I don't know for sure. However, I do recall some tidbit about a company producing a RISC cpu and running x86 emulation. Wouldn't bet anything on it, though.
 

SuperTool

Lifer
Jan 25, 2000
14,000
2
0
http://users.pandora.be/NielsBockx/PW1%20CPU's.htm

13. Pentium 4 (> 2 GHz): (The Northwood Core)
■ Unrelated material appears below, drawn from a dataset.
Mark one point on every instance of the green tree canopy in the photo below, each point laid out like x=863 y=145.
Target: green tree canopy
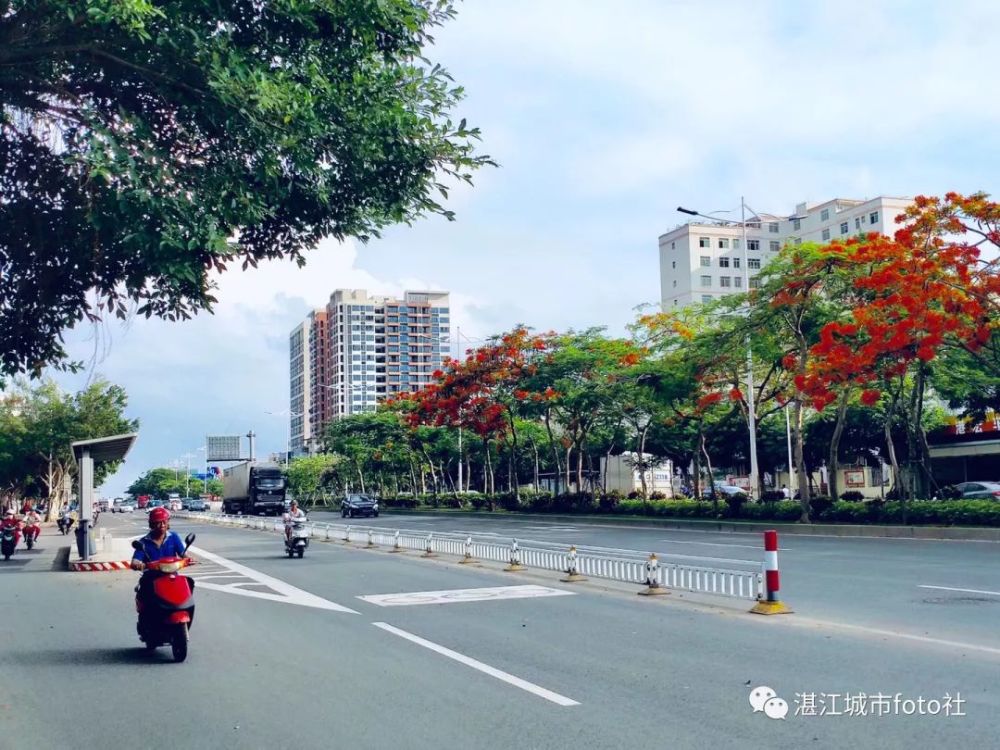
x=145 y=145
- Die Size of the processor: 146 mm²

- Number of transistors: 55 000 000

- Initial clock speed / maximal clock speed: 2 GHz / 3,2 GHz

- L1 cache: 20 KB

- L2 cache: 512 KB

15. Centrino:

- Die Size of the processor: 84 mm²

- Number of transistors: 77 000 000

- Initial clock speed / maximal clock speed: 1,6 GHz / 1,7 GHz

- L1 cache: 64 KB

- L2 cache: 1 MB

That's what I mean. If you look at centrino, about 1/2 is L2$, so the core size minus L2$ is around 45mm2.
If you look at P4 core, around 1/6th is L2$, so the core minus L2$ size is about 120u. That means you can put about 2 centrino cores and more L2$ than P4 on the same die that you can put just one P4 core and less L2$. Which one do you think would have better overall performance, single cpu P4 or 2 CPU CMT Centrino, provided that single processor centrino performance is very close to that of P4?
 

MadRat

Lifer
Oct 14, 1999
11,999
307
126
The 486 processors from AMD were 486SX copycats of Intel and the 5x86 family. The 5x86 family went all the way up to 160MHz officially on the 40fsb, but people were poking 50fsb through them to run 200MHz. The problem with 5x86 (*I googled*) was that it lacked a Pentium-compatible (80-bit) FPU, some Pentium-specific processor (RDTSC, etc.) instructions, 4MB paging, OOOE, and a superscalar design. The 5x86 family was AMD's own design and unrelated to NexGen's Nx586 design, which was more 386 than 486 or Pentium, although it was rated against Pentiums... You probably remember NexGen's Nx686 that became the K6 in the Socket7. The K5 was an AMD design that was late to market and did not scale well. AMD bought NexGen because they had a mature Nx686 design almost ready for launch. Problem with Nx processors were their unique socket for each revision, which was too costly to maintain. AMD rehashed Nx686, added Pentium-specific processor instructions (If you had a Cyrix/IBM 6x86 then you know how critical those missing Pentium-specific instructions were!) and launched the K6-233 to market.
 

CTho9305

Elite Member
Jul 26, 2000
9,214
1
81
Originally posted by: Sahakiel
Originally posted by: CTho9305
You have to remember that older processors were designed to work with main memory that was "almost" as fast as the processors themselves, so other improvements (superscalar stuff, all that fancy technology) aside, you still wouldn't get as much performance out of them with memory as relatively slow as it is now.
Even if we were to run memory at 100 MHz and the CPU at a reasonable 3x faster at 300 MHz (multipliers went to at least 3 for Pentium), a Pentium II 300 with 66MHz SDRAM could probably beat it. If we ran the memory at 200 MHz and the core at 600 MHz, my bet would be on the PentiumIII 600 even with memory at 133MHz. My point was that at the time of the P6 core introduction, in order execution was reaching its limit. It took OOOE to stay on track with Moore's Law.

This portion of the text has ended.